|DELAWARE - Fortitude for First Descents
I would have never planned to run Delaware in December, but
since Hurricane Irene had cancelled the run in August, this was
the date of the reschedule. Most runs don't allow refunds or
transfers, but because of the uniqueness of this issue, the race
director was allowing us to transfer our bib numbers to other
people. I was about to send her an email telling her I would like to
transfer my number, when Southwest posted a one-day-only fare
sale. How bad can it be, Delaware in December? Besides, we
needed to see Jessie for Christmas anyway.
I did not want to get a hotel near the race for two reasons. One -
I'm cheap, and Two - since it was winter, most hotels near the
race were closed, so I would still have to drive about half an hour.
The race start was 9:00AM, and it was only a 3 hour drive from
Jessie's house, so that's not too bad.
But then the race director offered an early start for slow runners.
Dang it! I emailed all my friends to see if they were taking the
early start. They all were. I didn't want to be the last runner out
there, holding everyone up, so I was forced to take the early start
too. 7:30AM. That means we have to leave Jessie's house at
3:30AM! Oh well. That's what we did, and the drive time ended
up being 2 hours 15 minutes instead of 3 hours. Man, 45
minutes of sleep I could have had. The good news is it was chilly,
but not too bad. There was a cold wind, but by the 7:30 start
time, the sun was starting to come out, and it was looking like it
would be a good day for a run in the park. Besides, I had my
race crew to keep me warmed up.
I like, and dislike loop courses. I like that it makes it easy to break down the
time and goals. I like that you get to know the course and know what's coming
next, how far to the next loop, etc. But I dislike that you have to pass the finish
so many times. Makes it too easy to think about quitting. This loop was
gorgeous. We were running right along the ocean in several spots, and on
scenic trails. About half the folks there for the early start were maniacs, so I
was luck to have access to lots of friends' photos.
I think this was the beginning of the second loop. Sun is out and I already
have my gloves off. Warming up.
I was only about a half a mile into my second loop when the runners
from the main start caught up to and passed me. That provided
some entertainment as I tried to gauge just how fast they were going
each time they passed me. I was doing very good, keeping a very
stead pace, on track for a 5:20 ish finish. Just after starting my third
loop however, my legs started getting sore. Really sore. I tried to
run through it, but nothing was working. Dang it. I was finally
healthy, I had put some miles in between Tulsa and now, what was
the deal. Aleve. I forgot I used to take Aleve.

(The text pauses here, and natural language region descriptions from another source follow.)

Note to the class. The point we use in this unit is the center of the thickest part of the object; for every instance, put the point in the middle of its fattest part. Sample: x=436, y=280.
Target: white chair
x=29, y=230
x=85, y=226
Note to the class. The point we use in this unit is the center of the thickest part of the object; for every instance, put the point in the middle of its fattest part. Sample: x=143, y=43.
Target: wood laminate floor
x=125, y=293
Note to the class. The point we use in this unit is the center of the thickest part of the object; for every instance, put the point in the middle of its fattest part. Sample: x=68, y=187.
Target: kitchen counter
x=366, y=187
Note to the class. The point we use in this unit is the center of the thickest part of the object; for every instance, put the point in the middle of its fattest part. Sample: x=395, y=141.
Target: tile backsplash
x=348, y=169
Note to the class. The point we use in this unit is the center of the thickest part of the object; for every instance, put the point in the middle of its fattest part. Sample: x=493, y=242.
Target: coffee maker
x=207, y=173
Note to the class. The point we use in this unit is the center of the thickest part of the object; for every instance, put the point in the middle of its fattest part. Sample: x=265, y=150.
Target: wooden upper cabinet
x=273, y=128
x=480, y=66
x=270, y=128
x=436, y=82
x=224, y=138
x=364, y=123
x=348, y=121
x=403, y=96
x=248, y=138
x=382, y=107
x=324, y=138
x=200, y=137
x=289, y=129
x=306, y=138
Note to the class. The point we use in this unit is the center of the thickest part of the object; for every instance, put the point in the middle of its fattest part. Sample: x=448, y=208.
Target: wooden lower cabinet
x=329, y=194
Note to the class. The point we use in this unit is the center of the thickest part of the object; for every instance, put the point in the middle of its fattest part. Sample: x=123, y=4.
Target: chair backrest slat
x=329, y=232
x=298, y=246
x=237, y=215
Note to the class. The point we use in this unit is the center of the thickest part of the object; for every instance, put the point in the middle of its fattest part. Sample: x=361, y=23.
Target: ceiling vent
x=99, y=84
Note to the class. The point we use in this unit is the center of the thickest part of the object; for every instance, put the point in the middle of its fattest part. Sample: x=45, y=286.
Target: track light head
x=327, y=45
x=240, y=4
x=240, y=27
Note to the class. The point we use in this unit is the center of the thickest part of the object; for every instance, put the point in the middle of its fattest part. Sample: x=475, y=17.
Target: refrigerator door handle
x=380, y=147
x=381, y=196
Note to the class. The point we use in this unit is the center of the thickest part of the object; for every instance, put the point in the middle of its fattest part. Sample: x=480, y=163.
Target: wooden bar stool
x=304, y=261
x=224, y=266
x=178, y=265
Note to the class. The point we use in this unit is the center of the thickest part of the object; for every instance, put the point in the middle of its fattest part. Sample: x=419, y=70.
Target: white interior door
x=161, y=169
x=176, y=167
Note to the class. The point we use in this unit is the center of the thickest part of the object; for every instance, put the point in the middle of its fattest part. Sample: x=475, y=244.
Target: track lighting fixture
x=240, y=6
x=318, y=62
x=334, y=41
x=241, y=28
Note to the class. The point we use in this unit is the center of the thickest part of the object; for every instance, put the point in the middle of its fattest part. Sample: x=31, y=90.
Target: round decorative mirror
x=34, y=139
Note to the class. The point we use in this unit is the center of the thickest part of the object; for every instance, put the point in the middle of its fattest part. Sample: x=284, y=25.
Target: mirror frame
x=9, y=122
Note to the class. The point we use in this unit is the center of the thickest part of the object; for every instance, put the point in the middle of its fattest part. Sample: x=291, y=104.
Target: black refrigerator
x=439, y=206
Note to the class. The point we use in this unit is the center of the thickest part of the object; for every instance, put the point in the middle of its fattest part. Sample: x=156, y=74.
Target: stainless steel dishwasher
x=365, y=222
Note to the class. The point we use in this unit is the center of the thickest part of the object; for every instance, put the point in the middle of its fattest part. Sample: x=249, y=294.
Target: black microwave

My last two marathons
had been so bad I had put them out of my memory, and I had
forgotten to take any pain killers. I know, I shouldn't need them, but I
usually take one or two every marathon, and I had forgotten that very
important step. I was about a mile into the third loop, and since
these loops were conveniently 6 miles, I wasn't carrying my usual
pouch with Gu and salt and pain pills, which meant I would have to
either backtrack a mile to get them out of my pouch that Richard was
holding to hook me up every time I passed him, or I would have to
run 5 miles until I got there again. Dang it. On I went, in pain,
cranky. I even had a guy ask me how I was doing, and I told him I
was in the 'cranky part' of my run. He completely understood and
proceeded on. None of the aid stations or other runners had any
pain pills, so I finally got my Aleve around mile 20 when I passed the
finish for the 3rd time. I started feeling better just about a mile later,
and was able to pick up the pace for the last loop. I still finished well
behind where I thought I would, but felt like I had a really good run.
Sunshine, cool, but not cold, weather, and I re-learned that I need to
take an Aleve to get through 26.2. I was smiling again and out of my
"cranky part" by the time I got to the finish line.